Людвигу Ивановичу всего-то и надо было узнать, не было ли на Фиме, или хотя бы у него в руках, отцовского патронташа. Тетрадку можно было и за пазуху засунуть, но патронташ так легко не спрячешь. Однако по правилам следовательской работы Людвиг Иванович ни в коем случае не должен был спрашивать прямо: "А не было ли на Фиме патронташа?" - потому что у многих людей столь живое воображение, что стоит их так спросить, и они тут же представят мальчика с патронташем, а потом им покажется, что они именно с патронташем его и видели. И они скажут: "Да-да, на мальчике был патронташ. Такой коричневый". - "А может, желтый?" - спросит неопытный следователь. "А может, и желтый", - задумается свидетель, и тут же ему покажется, что в самом деле тот патронташ, которого он и не видел-то, а только очень живо вообразил, был желтый. "Действительно, желтый, - скажет он. - В самом деле, теперь я совершенно уверен".
Но Людвиг Иванович был опытный следователь и скорее проглотил бы собственный язык, чем стал бы задавать наводящие вопросы, тем более такому впечатлительному существу, как Матильда Васильевна. Поэтому он только и спросил, не было ли во внешности или в одежде Фимы чего-нибудь необычного.
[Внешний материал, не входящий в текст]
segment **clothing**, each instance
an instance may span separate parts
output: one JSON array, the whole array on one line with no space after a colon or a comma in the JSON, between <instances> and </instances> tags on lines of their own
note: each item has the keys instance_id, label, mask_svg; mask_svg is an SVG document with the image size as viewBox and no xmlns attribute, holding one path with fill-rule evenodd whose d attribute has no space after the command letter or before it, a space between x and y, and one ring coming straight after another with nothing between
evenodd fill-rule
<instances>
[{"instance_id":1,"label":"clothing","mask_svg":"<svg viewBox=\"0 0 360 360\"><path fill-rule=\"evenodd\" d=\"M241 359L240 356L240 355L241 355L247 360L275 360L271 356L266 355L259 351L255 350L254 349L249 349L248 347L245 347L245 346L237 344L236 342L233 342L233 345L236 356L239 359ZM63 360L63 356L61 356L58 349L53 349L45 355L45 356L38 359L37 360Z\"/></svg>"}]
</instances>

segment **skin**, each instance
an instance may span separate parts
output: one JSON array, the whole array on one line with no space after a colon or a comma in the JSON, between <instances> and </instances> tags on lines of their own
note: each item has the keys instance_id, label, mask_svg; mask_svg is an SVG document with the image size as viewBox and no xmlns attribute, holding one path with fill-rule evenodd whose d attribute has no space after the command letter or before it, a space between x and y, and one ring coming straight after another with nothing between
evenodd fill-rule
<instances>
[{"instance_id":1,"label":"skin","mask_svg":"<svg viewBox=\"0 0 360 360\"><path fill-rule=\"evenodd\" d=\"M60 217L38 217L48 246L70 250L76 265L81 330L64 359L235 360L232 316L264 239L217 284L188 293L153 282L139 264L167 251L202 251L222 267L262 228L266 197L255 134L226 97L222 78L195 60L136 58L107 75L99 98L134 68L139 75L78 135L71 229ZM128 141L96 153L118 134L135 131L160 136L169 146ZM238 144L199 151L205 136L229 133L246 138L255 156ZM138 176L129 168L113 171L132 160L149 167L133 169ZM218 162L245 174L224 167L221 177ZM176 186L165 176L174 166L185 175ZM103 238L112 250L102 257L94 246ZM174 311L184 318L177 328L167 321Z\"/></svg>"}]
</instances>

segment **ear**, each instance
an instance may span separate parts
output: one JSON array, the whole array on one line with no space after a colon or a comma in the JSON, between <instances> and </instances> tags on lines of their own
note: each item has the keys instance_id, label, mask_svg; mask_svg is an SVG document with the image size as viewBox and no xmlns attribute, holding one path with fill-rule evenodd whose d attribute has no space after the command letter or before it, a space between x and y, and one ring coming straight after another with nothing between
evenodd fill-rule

- Он вообще был необычный мальчик - это было и в его внешности, - сказала Бабоныко.
- Ну, а не было ли на нем чего-нибудь воинственного?
- У Фимы? Воинственного? Он же не какой-нибудь хулиган! Нет-нет, у него не было ни камней, ни этой, как ее, шпаргалки... ну, из которой в птиц стреляют...
- Рогатки?
- Я и говорю: рогатки. Нет-нет, ничего такого.
- Но я имею в виду не столь примитивную воинственность. Вы бы не заметили, например, если бы у него были латы, шпага, пистолет или что-нибудь в этом роде?
- Пистолет? Но его ведь держат в... в конуре.
- Вы хотите сказать, в кобуре?
- Совершенно верно, я, по-моему, так и сказала.
- Кобуру бы вы заметили?
- Безусловно!
- А патронташ? - решился-таки на очень прямой вопрос Людвиг Иванович.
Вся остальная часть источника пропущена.